Casper

⚡ World’s Fastest Vector Database for AI & RAG

Casper

Casper is a high-performance Vector Search Database, perfectly suited for high-load search systems and AI applications (RAG). It provides a robust and scalable solution to store, search, and manage vectors efficiently.

Casper is built using Rust 🦀 for performance and reliability. Casper clients Python • Go • Rust

Why Casper ?

Casper is the fastest vector database in our internal benchmarks. It consistently outperforms Qdrant across Top@K workloads and both f32 and i8 quantizations. Notably, Qdrant is widely recognized as the leading open‑source engine and demonstrates state‑of‑the‑art throughput versus other databases (e.g., Weaviate, Milvus), as shown in their published results: Qdrant benchmarks. Surpassing Qdrant therefore places Casper ahead of the current open‑source performance leader.

In practice, Casper delivers up to an order‑of‑magnitude higher RPS compared to Qdrant on our datasets, which translates directly into substantial infrastructure savings: fewer CPU cores and instances to achieve the same SLA, lower memory pressure, and reduced total cost of ownership due to more efficient use of compute resources. Casper is the ideal solution for high-load systems, real-time search, and AI & RAG.

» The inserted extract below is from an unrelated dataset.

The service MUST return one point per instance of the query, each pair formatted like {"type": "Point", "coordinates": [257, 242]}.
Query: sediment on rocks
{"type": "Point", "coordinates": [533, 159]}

Conclusion: Casper achieves performance unattainable for other databases under comparable conditions, requires fewer compute resources at the same load, and materially reduces infrastructure costs through more efficient CPU and memory utilization.

Casper vs Qdrant

Benchmarks RPS & Recall

Hardware:

CPU: Intel Core i7-13700HX (16 cores / 24 threads)
Memory: 32 GB RAM

Dataset: deep-image-96-angular.hdf5

Vectors: 9,990,000
Dimension: 96
Metric: Inner Product (vectors are L2-normalized, IP == cosine)

HNSW

m: 16
ef construct: 200

Qdrant configured with quantile 0.99 (for int8), always ram enabled.

Search-time parameter. For every measurement in the tables below we explicitly set ef_search = limit on both engines (for Qdrant via params.hnsw_ef, overriding its server-side default of max(limit, 128)). This is the smallest valid HNSW ef and the most apples-to-apples comparison: both engines do the minimum amount of graph exploration the algorithm allows.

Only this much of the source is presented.